Search code examples
rregexgsubtmstringr

R: removing part of the word in a character string


I have a character vector

words <- c("somethingspan.", "..span?", "spanthank", "great to hear", "yourspan")

And I'm trying to remove span AND punctuation from every word in the vector

> something thank great to hear your

The thing is, there's no rule if span will appear before or after the word I'm interested in. Also, span can be glued to: i) characters only (e.g. yourspan), punctuation only (e.g. ..span?) or character and punctuation (e.g. somethingspan.).

I searched SO for the answer, but usually I see request to remove whole words (like here ) or elements of the string after/before a letter/punctuation (like here )

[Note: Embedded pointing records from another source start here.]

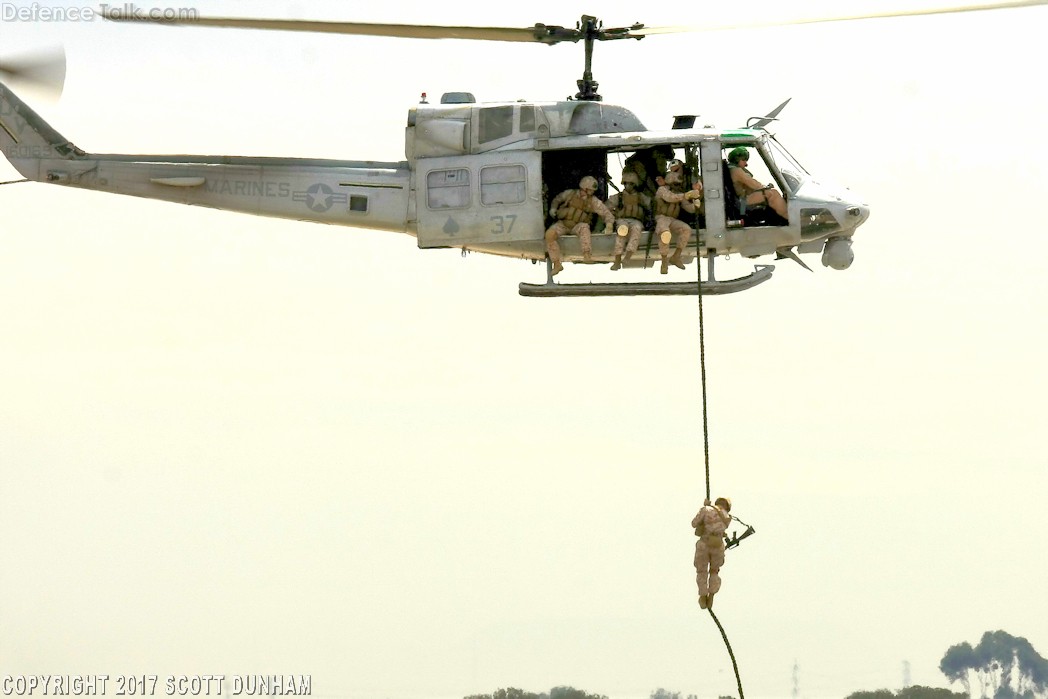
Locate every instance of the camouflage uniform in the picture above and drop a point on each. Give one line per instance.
(710, 525)
(630, 208)
(668, 205)
(574, 211)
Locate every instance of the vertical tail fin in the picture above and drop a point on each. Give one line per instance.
(25, 138)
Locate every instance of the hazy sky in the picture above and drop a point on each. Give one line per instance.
(232, 444)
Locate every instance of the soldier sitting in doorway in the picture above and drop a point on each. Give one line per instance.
(631, 209)
(750, 192)
(573, 211)
(669, 200)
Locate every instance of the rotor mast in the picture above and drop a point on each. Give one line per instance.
(587, 29)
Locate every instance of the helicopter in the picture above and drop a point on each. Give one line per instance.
(480, 176)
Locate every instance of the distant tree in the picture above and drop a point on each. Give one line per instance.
(572, 693)
(918, 692)
(508, 693)
(664, 694)
(915, 692)
(1005, 667)
(878, 694)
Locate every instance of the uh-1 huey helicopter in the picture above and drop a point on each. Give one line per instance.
(480, 176)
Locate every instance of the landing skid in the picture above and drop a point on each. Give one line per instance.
(762, 272)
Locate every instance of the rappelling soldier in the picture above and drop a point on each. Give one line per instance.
(710, 525)
(631, 209)
(669, 200)
(573, 211)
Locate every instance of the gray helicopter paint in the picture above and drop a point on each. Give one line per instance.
(396, 196)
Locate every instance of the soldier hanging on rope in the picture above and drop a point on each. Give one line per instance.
(710, 525)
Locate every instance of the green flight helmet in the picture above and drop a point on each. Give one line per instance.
(737, 154)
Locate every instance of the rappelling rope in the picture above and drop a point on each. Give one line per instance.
(705, 449)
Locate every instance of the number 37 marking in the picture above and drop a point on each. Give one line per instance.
(499, 223)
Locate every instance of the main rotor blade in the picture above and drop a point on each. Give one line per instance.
(844, 18)
(44, 69)
(404, 30)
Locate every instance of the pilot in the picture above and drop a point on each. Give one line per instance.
(574, 210)
(669, 200)
(710, 525)
(631, 209)
(750, 190)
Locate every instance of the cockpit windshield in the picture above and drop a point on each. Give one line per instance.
(792, 171)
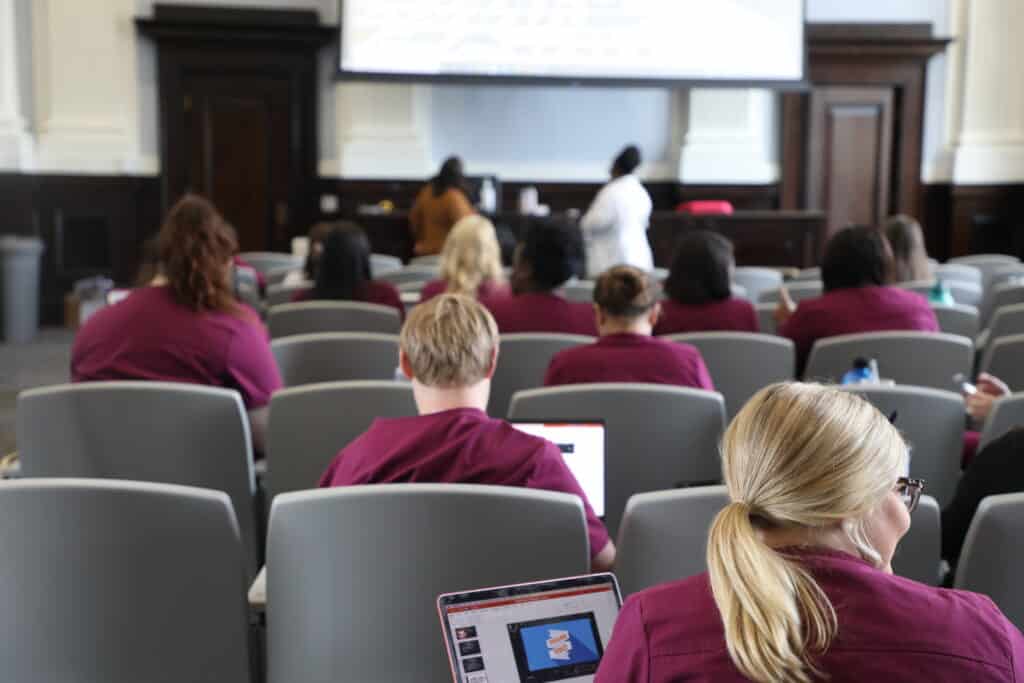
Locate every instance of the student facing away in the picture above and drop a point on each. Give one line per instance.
(627, 310)
(449, 349)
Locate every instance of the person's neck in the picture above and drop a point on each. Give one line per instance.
(830, 538)
(430, 399)
(642, 329)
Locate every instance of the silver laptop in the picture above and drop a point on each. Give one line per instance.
(582, 443)
(530, 633)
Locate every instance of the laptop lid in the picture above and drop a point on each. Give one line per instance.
(530, 633)
(582, 443)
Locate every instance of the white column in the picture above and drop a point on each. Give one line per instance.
(15, 144)
(990, 144)
(85, 86)
(383, 131)
(731, 137)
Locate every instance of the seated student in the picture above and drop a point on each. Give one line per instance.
(449, 349)
(997, 469)
(627, 308)
(855, 269)
(187, 327)
(800, 584)
(343, 271)
(907, 242)
(549, 257)
(471, 262)
(697, 291)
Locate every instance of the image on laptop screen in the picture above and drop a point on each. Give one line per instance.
(582, 444)
(530, 633)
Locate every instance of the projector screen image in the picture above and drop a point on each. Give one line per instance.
(577, 40)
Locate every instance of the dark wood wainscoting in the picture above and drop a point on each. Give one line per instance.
(986, 219)
(91, 225)
(353, 193)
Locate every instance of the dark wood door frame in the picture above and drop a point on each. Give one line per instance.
(218, 41)
(864, 54)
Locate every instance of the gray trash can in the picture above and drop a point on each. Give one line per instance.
(19, 288)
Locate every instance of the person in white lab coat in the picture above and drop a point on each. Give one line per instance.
(614, 227)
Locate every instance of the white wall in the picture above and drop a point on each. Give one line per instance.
(549, 133)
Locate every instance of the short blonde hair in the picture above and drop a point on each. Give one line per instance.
(450, 341)
(471, 256)
(797, 456)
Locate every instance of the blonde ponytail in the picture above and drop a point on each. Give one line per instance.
(796, 457)
(772, 609)
(471, 256)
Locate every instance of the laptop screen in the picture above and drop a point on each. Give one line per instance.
(582, 444)
(548, 631)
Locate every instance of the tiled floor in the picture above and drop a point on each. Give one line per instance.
(42, 361)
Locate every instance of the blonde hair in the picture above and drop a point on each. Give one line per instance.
(471, 256)
(799, 456)
(450, 341)
(907, 242)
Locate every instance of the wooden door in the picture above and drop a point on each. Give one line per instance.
(850, 151)
(237, 132)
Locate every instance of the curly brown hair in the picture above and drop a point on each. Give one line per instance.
(196, 248)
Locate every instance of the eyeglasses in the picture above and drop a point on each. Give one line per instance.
(909, 492)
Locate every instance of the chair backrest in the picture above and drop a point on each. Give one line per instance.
(932, 422)
(312, 316)
(921, 358)
(961, 272)
(354, 569)
(381, 263)
(431, 261)
(411, 273)
(983, 261)
(1003, 358)
(335, 356)
(1006, 321)
(964, 293)
(309, 425)
(656, 436)
(522, 360)
(808, 274)
(265, 261)
(120, 582)
(798, 292)
(919, 553)
(991, 561)
(146, 431)
(741, 363)
(581, 291)
(664, 536)
(756, 281)
(1006, 294)
(957, 319)
(281, 293)
(766, 317)
(1007, 413)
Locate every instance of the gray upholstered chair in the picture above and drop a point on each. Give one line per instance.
(354, 569)
(335, 356)
(120, 582)
(146, 431)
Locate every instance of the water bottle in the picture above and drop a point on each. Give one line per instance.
(863, 372)
(940, 294)
(488, 197)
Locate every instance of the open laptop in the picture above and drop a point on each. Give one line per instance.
(582, 443)
(530, 633)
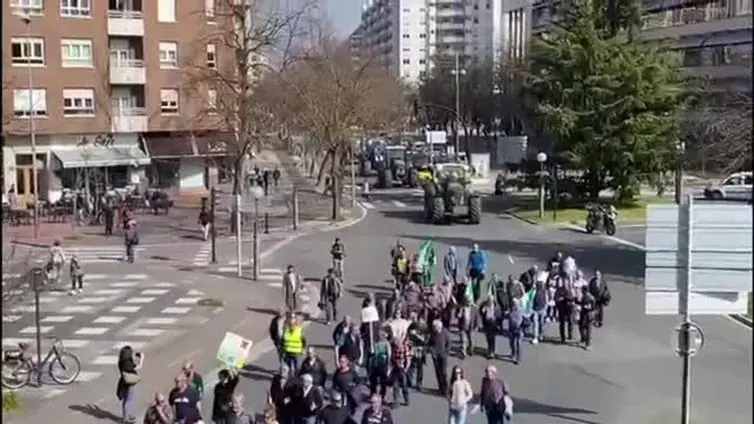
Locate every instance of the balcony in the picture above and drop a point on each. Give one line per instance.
(125, 22)
(129, 71)
(129, 120)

Any help will be appreciated


Solution

  • You may use

    [[:punct:]]*span[[:punct:]]*
    

    See the regex demo.

    Details

    • [[:punct:]]* - 0+ punctuations chars
    • span - a literal substring
    • [[:punct:]]* - 0+ punctuations chars

    R Demo:

    words <- c("somethingspan.", "..span?", "spanthank", "great to hear", "yourspan")
    words <- gsub("[[:punct:]]*span[[:punct:]]*", "", words) # Remove spans
    words <- words[words != ""] # Discard empty elements
    paste(words, collapse=" ")  # Concat the elements
    ## => [1] "something thank great to hear your"
    

    If there result whitespace only elements after removing unwanted strings, you may replace the second step with words <- words[trimws(words) != ""] (instead of words[words != ""]).